The percentage of cash sales on homes has been declining steadily since January 2013 and every month that follows the figure goes down a little more. Now, December 2014 was the 24th month on the bounce where cash sales – as a percentage of all home sales – were down.
Usually the drop each month would only be around half a percentage point but because there are seasonal variations, the figures should be taken as a year-on-year representation rather than a month by month one. If you are a real estate agent, you definitely understand that.
So, why are we still seeing a decline in the amount of cash sales. Turn the clock back just a little to January 2011 and you’d be amazed to learn that cash sales made up 46.5% of all home sales.
It has to be a strong possibility that mortgage lenders were tightening up and not loaning out to any Tom, Dick or Harry and that if you wanted to buy a home, you had to pay up, especially if you were a foreign buyer.

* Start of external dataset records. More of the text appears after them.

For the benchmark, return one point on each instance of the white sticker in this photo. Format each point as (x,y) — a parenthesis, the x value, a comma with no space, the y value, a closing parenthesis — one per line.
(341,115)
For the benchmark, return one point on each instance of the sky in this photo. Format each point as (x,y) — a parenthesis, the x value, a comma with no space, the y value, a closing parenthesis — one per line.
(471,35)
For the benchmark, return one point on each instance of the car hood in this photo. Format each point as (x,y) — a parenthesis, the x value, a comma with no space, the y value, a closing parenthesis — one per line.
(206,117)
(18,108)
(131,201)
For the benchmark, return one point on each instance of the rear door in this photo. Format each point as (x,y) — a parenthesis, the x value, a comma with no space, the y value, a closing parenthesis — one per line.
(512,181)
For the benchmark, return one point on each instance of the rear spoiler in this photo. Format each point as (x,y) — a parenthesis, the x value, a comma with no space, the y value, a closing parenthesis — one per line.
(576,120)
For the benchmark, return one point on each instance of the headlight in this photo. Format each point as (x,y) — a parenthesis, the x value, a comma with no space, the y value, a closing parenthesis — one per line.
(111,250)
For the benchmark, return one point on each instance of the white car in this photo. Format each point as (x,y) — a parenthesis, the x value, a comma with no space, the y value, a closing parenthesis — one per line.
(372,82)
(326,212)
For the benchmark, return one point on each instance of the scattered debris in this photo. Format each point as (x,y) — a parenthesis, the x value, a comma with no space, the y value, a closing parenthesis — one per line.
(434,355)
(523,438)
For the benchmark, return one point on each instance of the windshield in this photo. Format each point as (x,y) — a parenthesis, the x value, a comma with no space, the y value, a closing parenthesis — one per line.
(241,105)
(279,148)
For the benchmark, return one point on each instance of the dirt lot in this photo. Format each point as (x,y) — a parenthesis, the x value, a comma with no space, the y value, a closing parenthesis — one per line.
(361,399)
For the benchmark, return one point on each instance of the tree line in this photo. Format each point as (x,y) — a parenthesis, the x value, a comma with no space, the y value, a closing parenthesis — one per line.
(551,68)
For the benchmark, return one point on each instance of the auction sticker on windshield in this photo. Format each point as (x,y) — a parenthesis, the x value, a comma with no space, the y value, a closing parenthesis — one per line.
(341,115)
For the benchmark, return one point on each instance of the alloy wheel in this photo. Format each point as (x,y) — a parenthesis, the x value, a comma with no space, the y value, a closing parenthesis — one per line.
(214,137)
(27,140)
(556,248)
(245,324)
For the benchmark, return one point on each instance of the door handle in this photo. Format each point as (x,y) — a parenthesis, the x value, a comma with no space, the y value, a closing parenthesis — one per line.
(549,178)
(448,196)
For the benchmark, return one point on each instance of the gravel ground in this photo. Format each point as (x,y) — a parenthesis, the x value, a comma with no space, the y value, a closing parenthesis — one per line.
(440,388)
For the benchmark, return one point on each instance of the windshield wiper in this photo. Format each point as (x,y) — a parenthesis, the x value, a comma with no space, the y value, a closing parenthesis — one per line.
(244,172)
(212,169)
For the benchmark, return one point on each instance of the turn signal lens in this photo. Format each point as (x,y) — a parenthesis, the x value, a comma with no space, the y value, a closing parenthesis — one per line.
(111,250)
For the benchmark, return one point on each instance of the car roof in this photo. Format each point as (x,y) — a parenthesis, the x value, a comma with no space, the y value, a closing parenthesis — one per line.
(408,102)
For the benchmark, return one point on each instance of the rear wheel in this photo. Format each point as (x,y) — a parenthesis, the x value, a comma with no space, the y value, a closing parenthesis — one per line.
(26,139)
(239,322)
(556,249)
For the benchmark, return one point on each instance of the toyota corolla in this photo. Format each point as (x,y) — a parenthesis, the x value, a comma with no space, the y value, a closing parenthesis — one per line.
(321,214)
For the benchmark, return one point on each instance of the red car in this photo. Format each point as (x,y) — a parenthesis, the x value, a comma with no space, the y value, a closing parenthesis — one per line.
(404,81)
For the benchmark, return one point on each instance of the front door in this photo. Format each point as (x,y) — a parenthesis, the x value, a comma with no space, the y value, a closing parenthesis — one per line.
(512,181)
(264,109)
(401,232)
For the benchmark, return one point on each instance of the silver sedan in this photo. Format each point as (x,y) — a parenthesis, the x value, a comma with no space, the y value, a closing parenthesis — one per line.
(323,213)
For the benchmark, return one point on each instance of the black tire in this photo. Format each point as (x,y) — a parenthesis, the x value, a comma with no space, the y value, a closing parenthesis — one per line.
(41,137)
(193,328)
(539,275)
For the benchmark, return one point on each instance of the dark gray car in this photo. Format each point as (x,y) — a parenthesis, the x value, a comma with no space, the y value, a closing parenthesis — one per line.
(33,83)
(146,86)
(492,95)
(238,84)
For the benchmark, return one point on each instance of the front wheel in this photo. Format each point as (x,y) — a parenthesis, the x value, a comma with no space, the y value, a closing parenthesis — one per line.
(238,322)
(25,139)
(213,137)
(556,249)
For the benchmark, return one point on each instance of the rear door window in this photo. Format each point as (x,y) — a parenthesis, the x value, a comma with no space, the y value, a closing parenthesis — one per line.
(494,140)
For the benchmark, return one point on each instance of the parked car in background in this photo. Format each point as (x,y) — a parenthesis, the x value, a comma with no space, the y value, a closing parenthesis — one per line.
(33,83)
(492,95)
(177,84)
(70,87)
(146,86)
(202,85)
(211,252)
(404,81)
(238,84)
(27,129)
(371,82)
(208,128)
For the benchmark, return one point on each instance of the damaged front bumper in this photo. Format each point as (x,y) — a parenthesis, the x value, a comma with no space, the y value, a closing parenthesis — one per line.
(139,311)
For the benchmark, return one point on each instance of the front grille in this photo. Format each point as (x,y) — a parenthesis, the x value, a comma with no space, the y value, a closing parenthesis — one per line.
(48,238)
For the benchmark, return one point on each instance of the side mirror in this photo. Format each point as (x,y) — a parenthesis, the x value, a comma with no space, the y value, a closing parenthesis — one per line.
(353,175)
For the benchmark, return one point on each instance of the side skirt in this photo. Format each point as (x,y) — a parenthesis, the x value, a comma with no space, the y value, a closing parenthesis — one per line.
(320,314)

If we turn the clock back even further to the days before the housing crisis started, you will see cash sale figures of just 25%! Astonishingly low, but consider that these were the days when mortgage lenders were falling all over one another to lend money for home purchases. After the housing crisis hit in 2008, lenders were ordered and compelled to tighten up mortgage lending, leaving the majority of those home buyers post-housing crisis to stump up the cash, rather than getting a mortgage.
We are expecting the levels we saw in 2006 (approximately 25% cash sales of all home sales) to return again once more. We are not saying that irresponsible lending is likely to make any sort of quick return, (although look at Freddie Mac’s latest announcement of 3% downpayment loans back again), but we can expect the cash sales figures to dip back to somewhere around 25% over the next year or 2.